然后以迅雷不及掩耳之势,一剑捅穿了墙壁。
倚天剑带着规则的力量,一剑劈下去,伤的是怪谈本源的力量。
纸人们一下子退开一丈远。
笑话,它们只是打工的,这么拼命干什么?
拦截不及,盯着大洞礼官欲哭无泪:我的奖金啊!
洞外飘着零星的光点,洞口在缓慢愈合。边上几个纸人忽然一声惨叫,仿佛有一双无形的手把它们捉到了洞外,它们连呼救声都没传出来,就被光点无情绞杀。
洞口愈合的更快了。
其余纸人一颤,伤了本源怎么办,当然是用同类来填补。
瘪了一半的纸人被堪堪略过,“新娘”嘲讽地看了眼它惊魂未定的“丈夫”,在它耳边娇笑道:“欢迎来到——弱肉强食的怪谈世界,要努力让自己变得更有用哦!”
没用的可都被吃了呀。
卫戈冷漠地看着怪谈吞噬同类,又是一剑扫出。
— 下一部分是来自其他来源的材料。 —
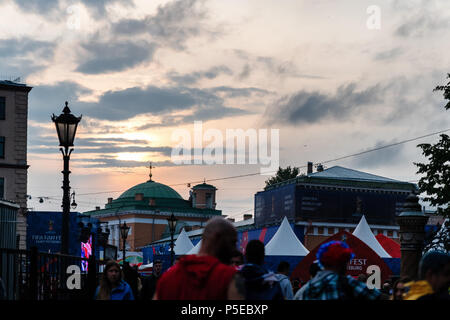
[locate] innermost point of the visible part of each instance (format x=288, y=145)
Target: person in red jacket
x=207, y=275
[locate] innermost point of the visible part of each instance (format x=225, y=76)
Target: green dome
x=151, y=189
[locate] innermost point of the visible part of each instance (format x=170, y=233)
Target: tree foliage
x=283, y=175
x=436, y=182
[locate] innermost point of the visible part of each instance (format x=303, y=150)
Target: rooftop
x=341, y=176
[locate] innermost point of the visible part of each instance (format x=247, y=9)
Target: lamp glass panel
x=61, y=128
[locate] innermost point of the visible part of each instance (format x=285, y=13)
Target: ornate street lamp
x=124, y=229
x=172, y=221
x=66, y=127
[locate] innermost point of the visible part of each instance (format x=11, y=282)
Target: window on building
x=2, y=108
x=209, y=200
x=2, y=188
x=2, y=147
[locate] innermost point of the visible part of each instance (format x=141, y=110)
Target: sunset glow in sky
x=137, y=70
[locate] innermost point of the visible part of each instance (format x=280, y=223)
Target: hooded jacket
x=260, y=284
x=328, y=285
x=196, y=278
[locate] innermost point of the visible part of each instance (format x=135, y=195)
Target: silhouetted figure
x=331, y=283
x=434, y=278
x=237, y=259
x=207, y=275
x=283, y=278
x=112, y=286
x=149, y=284
x=131, y=277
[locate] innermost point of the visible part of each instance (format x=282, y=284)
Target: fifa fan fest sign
x=366, y=261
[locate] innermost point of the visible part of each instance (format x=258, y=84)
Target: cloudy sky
x=329, y=75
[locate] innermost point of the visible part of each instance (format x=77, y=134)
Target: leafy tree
x=283, y=175
x=436, y=182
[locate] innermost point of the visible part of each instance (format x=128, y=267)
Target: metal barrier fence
x=33, y=275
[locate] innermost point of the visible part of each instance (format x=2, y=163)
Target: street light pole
x=66, y=201
x=66, y=127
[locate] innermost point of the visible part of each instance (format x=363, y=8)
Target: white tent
x=285, y=242
x=195, y=249
x=364, y=233
x=183, y=244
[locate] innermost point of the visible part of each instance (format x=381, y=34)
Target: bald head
x=219, y=239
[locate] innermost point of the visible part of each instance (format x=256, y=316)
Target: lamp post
x=124, y=232
x=172, y=221
x=66, y=127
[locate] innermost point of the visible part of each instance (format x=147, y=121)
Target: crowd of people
x=220, y=272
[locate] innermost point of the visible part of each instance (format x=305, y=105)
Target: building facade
x=13, y=150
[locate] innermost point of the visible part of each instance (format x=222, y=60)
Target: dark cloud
x=271, y=65
x=37, y=6
x=382, y=157
x=286, y=68
x=245, y=73
x=172, y=25
x=109, y=162
x=194, y=77
x=102, y=57
x=128, y=103
x=98, y=7
x=388, y=54
x=231, y=92
x=424, y=18
x=313, y=107
x=199, y=114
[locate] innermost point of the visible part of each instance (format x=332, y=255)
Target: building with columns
x=146, y=207
x=13, y=151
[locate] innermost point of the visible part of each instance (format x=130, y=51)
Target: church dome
x=151, y=189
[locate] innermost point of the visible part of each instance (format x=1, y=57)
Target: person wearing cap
x=313, y=269
x=149, y=285
x=331, y=282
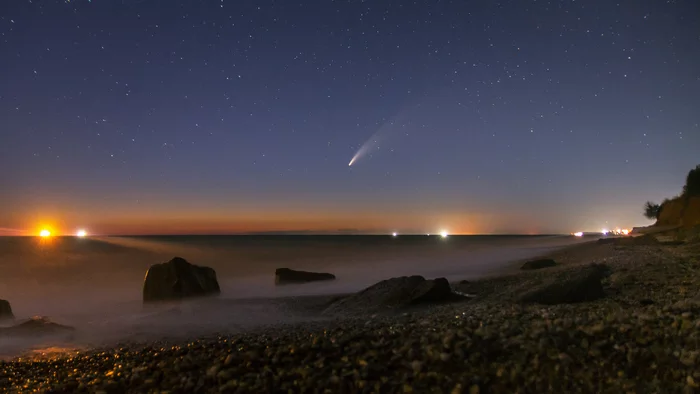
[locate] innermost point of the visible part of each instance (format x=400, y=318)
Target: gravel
x=644, y=336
剑气陡然被一阵凌厉的风挡住,一道暗含怒意的声音破空传来:“长戈,适可而止。”
终于来了。
能在B级怪谈地放置鬼棺,背后必然有高级怪谈坐镇。况且,卫戈撇了眼祝白珉手上的喜帖,这更像是S级怪谈的前置地。
卫戈也不答,撑剑站在原地,氛围一下子剑拔弩张。
还是对面先做了退步,地上腾空出现一个瓶子:“这个洒在鬼棺上。然后你们赶紧给我滚。”
卫戈依旧没答话。瓶子里的水一洒上,鬼棺就像是陷入了沉睡,停止了吞食,他扶着祝白珉走了出来,衣服不可避免地蹭到了血污。
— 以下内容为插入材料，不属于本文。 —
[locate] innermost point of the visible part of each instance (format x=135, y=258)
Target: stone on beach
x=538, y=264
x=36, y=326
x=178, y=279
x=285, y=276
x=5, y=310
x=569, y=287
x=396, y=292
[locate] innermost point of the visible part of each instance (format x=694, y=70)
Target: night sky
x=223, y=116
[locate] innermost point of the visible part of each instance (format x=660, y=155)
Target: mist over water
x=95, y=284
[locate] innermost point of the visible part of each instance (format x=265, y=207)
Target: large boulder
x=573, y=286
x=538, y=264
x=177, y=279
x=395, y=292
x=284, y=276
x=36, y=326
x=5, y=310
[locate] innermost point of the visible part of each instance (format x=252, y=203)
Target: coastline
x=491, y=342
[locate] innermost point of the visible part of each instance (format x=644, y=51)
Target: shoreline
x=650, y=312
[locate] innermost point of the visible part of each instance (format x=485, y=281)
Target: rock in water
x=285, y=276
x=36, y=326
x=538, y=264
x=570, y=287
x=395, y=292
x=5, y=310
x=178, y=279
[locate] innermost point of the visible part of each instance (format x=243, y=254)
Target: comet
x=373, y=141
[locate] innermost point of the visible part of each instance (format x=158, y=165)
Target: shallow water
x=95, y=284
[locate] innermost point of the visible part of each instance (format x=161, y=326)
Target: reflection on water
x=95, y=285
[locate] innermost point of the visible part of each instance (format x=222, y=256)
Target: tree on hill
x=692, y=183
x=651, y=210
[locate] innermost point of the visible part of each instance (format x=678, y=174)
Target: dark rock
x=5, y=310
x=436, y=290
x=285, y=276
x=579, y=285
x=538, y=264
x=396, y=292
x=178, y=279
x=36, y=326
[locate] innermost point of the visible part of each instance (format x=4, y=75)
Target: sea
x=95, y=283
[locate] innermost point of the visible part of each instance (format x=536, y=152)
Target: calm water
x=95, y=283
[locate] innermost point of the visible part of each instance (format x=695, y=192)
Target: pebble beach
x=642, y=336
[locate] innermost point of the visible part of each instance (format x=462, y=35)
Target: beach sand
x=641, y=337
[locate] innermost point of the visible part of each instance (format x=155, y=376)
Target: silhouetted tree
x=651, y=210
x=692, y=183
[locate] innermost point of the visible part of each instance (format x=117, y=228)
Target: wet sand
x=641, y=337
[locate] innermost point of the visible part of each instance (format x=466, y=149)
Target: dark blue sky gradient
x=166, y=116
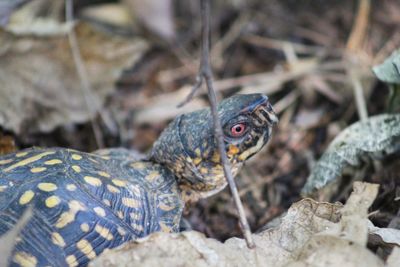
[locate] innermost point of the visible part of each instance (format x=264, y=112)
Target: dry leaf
x=311, y=234
x=8, y=239
x=377, y=136
x=40, y=86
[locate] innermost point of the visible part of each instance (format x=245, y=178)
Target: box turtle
x=85, y=203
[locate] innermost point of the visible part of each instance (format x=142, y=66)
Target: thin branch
x=205, y=73
x=82, y=73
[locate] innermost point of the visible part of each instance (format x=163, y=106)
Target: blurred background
x=94, y=74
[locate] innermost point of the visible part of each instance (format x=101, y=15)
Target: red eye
x=238, y=129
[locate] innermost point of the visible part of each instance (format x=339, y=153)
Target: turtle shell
x=82, y=203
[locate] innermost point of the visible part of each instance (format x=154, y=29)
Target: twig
x=359, y=95
x=205, y=73
x=82, y=73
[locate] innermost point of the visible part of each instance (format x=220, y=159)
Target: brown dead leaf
x=274, y=247
x=40, y=86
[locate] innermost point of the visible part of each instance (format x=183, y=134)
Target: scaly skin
x=84, y=203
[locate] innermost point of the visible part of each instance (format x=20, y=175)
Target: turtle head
x=189, y=148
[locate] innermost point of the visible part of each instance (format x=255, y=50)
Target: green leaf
x=389, y=70
x=377, y=136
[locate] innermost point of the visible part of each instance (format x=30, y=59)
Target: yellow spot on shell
x=112, y=189
x=100, y=211
x=21, y=154
x=134, y=216
x=137, y=227
x=28, y=160
x=38, y=169
x=47, y=187
x=104, y=232
x=164, y=207
x=85, y=227
x=24, y=259
x=121, y=231
x=57, y=239
x=52, y=162
x=86, y=248
x=69, y=216
x=5, y=161
x=71, y=261
x=76, y=168
x=165, y=228
x=130, y=202
x=76, y=157
x=71, y=187
x=197, y=161
x=92, y=180
x=52, y=201
x=152, y=176
x=118, y=182
x=216, y=158
x=26, y=197
x=104, y=174
x=203, y=170
x=138, y=165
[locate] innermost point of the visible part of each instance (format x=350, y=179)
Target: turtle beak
x=264, y=113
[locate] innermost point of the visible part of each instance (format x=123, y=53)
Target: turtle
x=86, y=203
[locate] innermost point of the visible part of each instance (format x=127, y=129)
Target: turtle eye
x=238, y=129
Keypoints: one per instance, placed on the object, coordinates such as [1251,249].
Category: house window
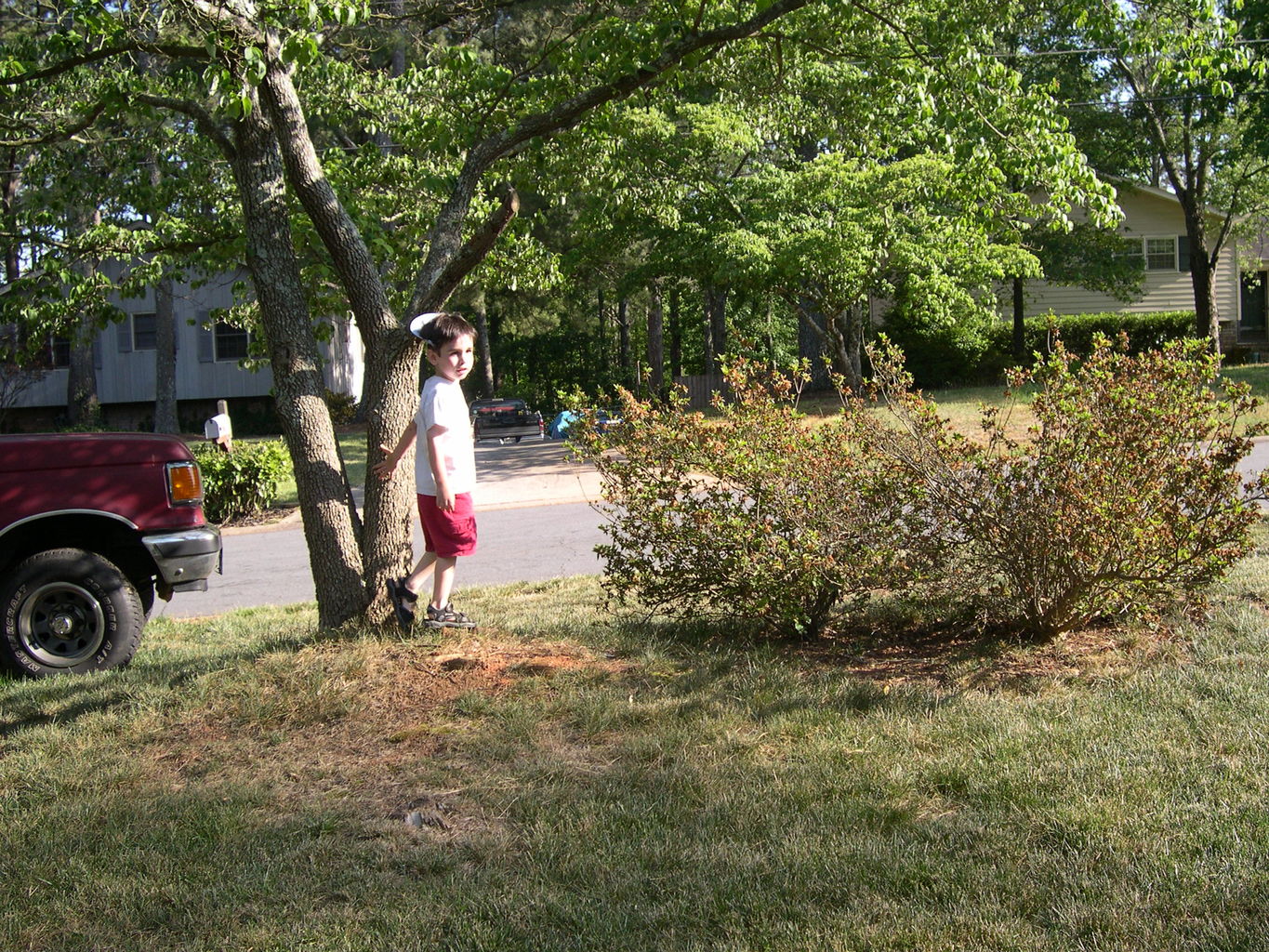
[231,343]
[1161,254]
[59,353]
[143,334]
[1155,254]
祝白珉试图拯救一下,结果一顿乱抹,他的手倒是干净了,卫戈的衣服越抹越脏。
卫戈似笑非笑,揪起蹭满血的衣角端详。
祝白珉轻咳一声,反手给他贴了张清洁的符。
“干净了。”他特意强调。
卫戈但笑未答,随手牵着祝白珉走到中央。
祝白珉路过纸人堆时,正好和瘪纸人对上视线,他上下扫视了一下对方惨不忍睹的身体,随手也给它贴了张符。
那句“百年好合”实在是过于悦耳了。
纸人残破的身体一下子恢复如初。
纸人:!这就是媚对人的好处吗!
眼看他们迟迟不动,那道声音忍不住:“怎么还不滚……还不走?”
“喜帖。”卫戈言简意赅。
“不可能。”对方也答的迅速又果决。
卫戈也不多废话,刹那间数道剑光朝四面八方破去。
祝白珉明显是被盯上了,能用“前置地”来筛选人员的怪谈地都凶险非常,他得要到那张入场券。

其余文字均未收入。